Although Beijing denies it is behind recent attacks, research suggests that the "Great Cannon" has been approved at the highest levels of government to increase censorship on its citizens.
China is getting even tougher with its Internet censorship efforts past its borders, creating a new strategy known as the “Great Cannon” that aims to attack websites that are helping people circumvent the “Great Firewall.”
A report by the Citizen Lab at the University of Toronto found that the Great Cannon is more than just an extension of the Great Firewall, but is indeed a “distinct attack tool” that attempts to hijack traffic from individual IP addresses, according to a Agence France-Presse report.

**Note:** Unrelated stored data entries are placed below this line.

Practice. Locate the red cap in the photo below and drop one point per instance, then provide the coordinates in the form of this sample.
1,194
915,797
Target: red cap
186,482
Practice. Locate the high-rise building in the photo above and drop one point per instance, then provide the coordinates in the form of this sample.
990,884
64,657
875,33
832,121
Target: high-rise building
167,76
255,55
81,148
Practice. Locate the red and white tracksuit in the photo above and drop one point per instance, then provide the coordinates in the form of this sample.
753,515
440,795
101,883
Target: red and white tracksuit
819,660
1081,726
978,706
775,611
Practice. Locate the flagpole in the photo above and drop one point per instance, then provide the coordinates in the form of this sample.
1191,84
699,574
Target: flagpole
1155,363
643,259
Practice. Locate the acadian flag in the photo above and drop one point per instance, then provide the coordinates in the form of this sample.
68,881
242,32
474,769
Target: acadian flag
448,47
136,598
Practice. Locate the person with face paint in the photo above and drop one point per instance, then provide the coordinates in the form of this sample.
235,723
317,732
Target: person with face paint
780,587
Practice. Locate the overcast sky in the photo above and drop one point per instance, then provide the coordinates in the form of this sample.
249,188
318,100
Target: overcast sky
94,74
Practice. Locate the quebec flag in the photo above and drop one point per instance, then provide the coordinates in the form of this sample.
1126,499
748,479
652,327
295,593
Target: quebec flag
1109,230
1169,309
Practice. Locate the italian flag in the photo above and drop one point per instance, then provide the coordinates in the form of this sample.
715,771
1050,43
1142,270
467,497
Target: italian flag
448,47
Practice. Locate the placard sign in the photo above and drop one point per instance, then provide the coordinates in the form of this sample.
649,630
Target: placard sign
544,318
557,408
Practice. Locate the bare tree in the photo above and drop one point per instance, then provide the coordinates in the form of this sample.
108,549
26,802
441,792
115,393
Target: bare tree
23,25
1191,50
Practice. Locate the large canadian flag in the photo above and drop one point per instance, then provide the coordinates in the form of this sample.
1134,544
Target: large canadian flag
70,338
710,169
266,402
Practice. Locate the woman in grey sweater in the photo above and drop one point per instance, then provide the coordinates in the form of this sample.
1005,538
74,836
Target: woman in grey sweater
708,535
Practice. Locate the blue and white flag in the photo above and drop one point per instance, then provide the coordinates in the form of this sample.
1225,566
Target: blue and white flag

It mirrors claims by an activist organization known as GreatFire, which claims last month that China was attempting to shut down websites that were mirroring content from blocked websites. It involves hijacking the traffic to the Chinese search engine Baidu and then sending the traffic on denial-of-service attacks to flood a website in order to cause it to crash.
It is a brand new, ambitious escalation in information control by the Chinese government, which is using it to enforce censorship and turning individual users into cyber weapons, the report states.
The Great Cannon can take over traffic of “bystander systems” and foreign computers that communicate with a China-based website that is not fully using encryption, according to the report.
Beijing denies being involved in these attacks, but the Citizen Lab found that there was a great deal of evidence that it does, including sharing code and infrastructure with the Great Firewall.
The report notes that using the Great Cannon is a big shift in tactics that would have required approval at the highest levels of governments.
The Great Cannon is believed to be behind the crash of GitHub, which is a software collaboration website that is used by Chinese dissidents to get around censorship.
The attack tool is similar to the U.S. National Security Agency’s Quantum program as described in leaks by Edward Snowden.
The researchers indicated that they were “puzzled” by the decision to make the Great Cannon so publicly visible.